21La part d’immigrants non ressortissants de l’étranger proche est relativement faible et concerne pour l’essentiel des Chinois. Cependant, en 2017, le nombre maximal de migrants chinois (103 personnes) est incomparablement inférieur au nombre d’arrivants des pays du voisinage proche (1 122 personnes venues du Tadjikistan, 820 d’Ukraine, 580 d’Ouzbékistan, 354 du Kirghizstan, 294 du Kazakhstan et 270 d’Arménie). Ainsi, l’opinion concernant le nombre de migrants chinois est fortement erronée, ce flux étant surreprésenté, car perçu au second rang d’importance après celui en provenance d’Asie centrale. On peut donc en déduire que, plus les caractéristiques ethniques et culturelles des immigrants sont proches des caractéristiques de la population locale, moins leur présence est ressentie dans la région.

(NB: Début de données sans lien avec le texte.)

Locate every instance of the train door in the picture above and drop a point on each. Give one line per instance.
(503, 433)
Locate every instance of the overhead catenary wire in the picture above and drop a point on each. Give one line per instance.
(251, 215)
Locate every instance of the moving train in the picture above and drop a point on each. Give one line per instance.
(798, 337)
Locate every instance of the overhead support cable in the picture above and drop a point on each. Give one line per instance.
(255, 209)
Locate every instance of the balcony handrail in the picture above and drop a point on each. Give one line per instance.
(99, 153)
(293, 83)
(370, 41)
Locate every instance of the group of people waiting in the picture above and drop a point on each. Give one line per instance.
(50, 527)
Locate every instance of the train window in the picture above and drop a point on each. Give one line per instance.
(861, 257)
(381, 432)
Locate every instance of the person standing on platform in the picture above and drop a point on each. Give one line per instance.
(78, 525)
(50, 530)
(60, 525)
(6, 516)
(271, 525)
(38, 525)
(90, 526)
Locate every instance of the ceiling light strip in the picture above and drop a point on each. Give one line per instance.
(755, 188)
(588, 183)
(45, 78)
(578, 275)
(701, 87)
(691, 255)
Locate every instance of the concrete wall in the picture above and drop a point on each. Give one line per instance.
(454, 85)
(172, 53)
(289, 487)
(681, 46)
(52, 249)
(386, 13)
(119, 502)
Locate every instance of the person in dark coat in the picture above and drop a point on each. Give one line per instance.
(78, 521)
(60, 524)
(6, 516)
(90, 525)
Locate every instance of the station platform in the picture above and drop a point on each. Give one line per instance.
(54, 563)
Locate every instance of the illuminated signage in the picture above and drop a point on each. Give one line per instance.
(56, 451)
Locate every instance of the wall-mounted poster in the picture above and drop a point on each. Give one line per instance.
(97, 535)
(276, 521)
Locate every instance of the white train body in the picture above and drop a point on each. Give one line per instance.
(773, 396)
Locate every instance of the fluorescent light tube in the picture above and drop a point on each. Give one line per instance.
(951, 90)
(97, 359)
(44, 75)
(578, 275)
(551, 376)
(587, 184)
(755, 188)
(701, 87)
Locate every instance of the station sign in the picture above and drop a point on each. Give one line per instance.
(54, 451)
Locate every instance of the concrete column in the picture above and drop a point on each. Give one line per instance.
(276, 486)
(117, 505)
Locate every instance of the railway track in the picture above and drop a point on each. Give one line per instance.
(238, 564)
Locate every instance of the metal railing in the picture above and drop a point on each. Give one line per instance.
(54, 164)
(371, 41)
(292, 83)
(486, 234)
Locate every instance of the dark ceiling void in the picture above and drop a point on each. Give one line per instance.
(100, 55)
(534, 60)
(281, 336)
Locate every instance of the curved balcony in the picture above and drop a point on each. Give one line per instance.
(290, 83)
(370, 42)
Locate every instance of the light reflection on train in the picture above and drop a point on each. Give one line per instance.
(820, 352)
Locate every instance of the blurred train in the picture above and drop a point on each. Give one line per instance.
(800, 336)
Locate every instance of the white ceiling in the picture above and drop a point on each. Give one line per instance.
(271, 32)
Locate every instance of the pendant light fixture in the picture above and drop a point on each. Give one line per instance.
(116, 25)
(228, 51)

22Afin d’étudier l’attitude de la population de la région envers les différentes catégories ethniques de migrants, on a posé la question ouverte suivante : « Envers quels immigrants (selon leur nationalité) éprouvez-vous une attitude plutôt négative que positive ? » ; 252 personnes (51,6 % du nombre total des interrogés) ont donné une réponse à cette question.
23Parmi les migrants qui suscitent une attitude négative, la « première place » est attribuée aux ressortissants d’Asie centrale (31,7 % du nombre des personnes interrogées qui ont répondu à cette question). Il faut souligner que 10,3 % d’entre eux ont donné comme réponse les migrants de l’Asie Centrale en général, 9,1 % ont parlé des Ouzbeks, 9,1 % des Tadjiks, 2,0 % des Kirghiz, 0,8 % des Turkmènes et 0,4 % des Kazakhs.
24La « deuxième place » revient aux migrants du Caucase et de la Transcaucasie, mentionnés par 25,4 % d’interrogés : 7,5 % d’entre eux ont nommé les migrants d’Azerbaïdjan, 4,8 % ceux venant d’Arménie, 1,2 % ceux de Géorgie, et 11,9 % ont cité les ressortissants du Caucase en général.
25Les migrants chinois ont été nommés en « troisième place », par 10,3 % des personnes interrogées.
26On peut donc conclure que les répondants ont désigné les groupes de ressortissants de l’Asie Centrale, du Caucase et de la Transcaucasie, les plus nombreux numériquement, comme ceux suscitant le plus d’attitudes négatives. Quant au flux important de migrants en provenance d’Ukraine, il ne provoque pas d’attitude négative (c’est seulement le cas pour 2,8 % des personnes interrogées).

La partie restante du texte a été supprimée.